Interaction with Net Operating Losses Losses, realized or unrealized, may reduce the built-in gains tax in two ways: 1. Unrealized loss is included in the determination of the net unrealized built-in gain 2. If a corporation has both RBIG and RBIL in the same tax year, the two are combined to determine net RBIG. Corporation should plan to recognize the loss from a loss asset in the same tax year as it recognizes the gain from a gain asset. Corporation may lose the benefit of holding the loss asset or claiming the built-in deduction if the loss or deduction is recognized in a tax year preceding the year in which the built-in gain or income item is recognized. Cannot carryforward an unused RBIL or deduction for offset against a future RBIG.

Installment Sale Rules If a corporation sells an asset and reports the gain under the Code Sec. 453 installment sales rules, the treatment of the payments is determined by the rules applicable to the tax year in which the sale was made. Examples: S corporation sold a built-in gain asset in 2008 and reported the gain using the installment method. The gain recognized in 2012 or 2013 is subject to tax. S corporation sold an asset in 2012 and the sale occurred beyond the 5-year recognition period. The gain reported under the installment method in 2015 is not subject to tax even if we have a 10-year recognition period in 2015.
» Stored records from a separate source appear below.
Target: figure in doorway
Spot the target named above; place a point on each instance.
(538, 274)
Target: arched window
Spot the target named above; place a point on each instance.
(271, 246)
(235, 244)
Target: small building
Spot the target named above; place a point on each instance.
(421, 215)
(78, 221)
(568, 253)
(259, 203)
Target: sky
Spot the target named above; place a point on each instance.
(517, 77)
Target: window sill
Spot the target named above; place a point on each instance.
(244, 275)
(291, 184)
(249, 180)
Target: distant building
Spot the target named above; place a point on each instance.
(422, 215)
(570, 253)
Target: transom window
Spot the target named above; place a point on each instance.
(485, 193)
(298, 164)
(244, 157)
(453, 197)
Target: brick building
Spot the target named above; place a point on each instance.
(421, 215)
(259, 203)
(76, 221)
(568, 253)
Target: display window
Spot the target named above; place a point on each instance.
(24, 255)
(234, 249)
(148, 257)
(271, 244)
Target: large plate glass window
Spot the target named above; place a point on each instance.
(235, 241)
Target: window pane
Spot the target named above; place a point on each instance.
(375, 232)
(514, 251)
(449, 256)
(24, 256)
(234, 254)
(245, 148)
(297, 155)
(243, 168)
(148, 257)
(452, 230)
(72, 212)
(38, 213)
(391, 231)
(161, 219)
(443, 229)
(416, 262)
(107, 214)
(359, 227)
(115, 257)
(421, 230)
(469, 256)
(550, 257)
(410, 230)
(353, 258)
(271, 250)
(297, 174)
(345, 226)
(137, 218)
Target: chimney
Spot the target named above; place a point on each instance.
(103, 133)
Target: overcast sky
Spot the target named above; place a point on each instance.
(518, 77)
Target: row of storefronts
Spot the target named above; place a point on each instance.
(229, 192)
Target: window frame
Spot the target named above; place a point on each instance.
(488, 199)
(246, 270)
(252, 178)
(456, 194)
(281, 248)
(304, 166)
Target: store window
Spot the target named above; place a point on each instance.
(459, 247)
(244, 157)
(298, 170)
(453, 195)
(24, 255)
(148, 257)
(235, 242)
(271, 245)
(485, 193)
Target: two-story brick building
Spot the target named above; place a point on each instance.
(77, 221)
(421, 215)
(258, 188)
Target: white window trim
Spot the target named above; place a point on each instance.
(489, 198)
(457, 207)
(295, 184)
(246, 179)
Taxable Income Limitation If the net recognized built-in gain for any tax year is equal to the taxable income limitation, the amount by which its pre-limitation amount exceeds its taxable income limitation is a recognized built-in gain carryover that is included in its pre-limitation amount for the next tax year. Example: In year 1, an S corporation sells an asset with a $50,000 BIG and has a loss from other activities of $50,000, resulting in 0 taxable income. The S corporation is therefore not subject to built-in gains tax in year 1. In year 2, due to the carry-forward of the BIG, the $50,000 is taken into account in the built-in gains tax calculation.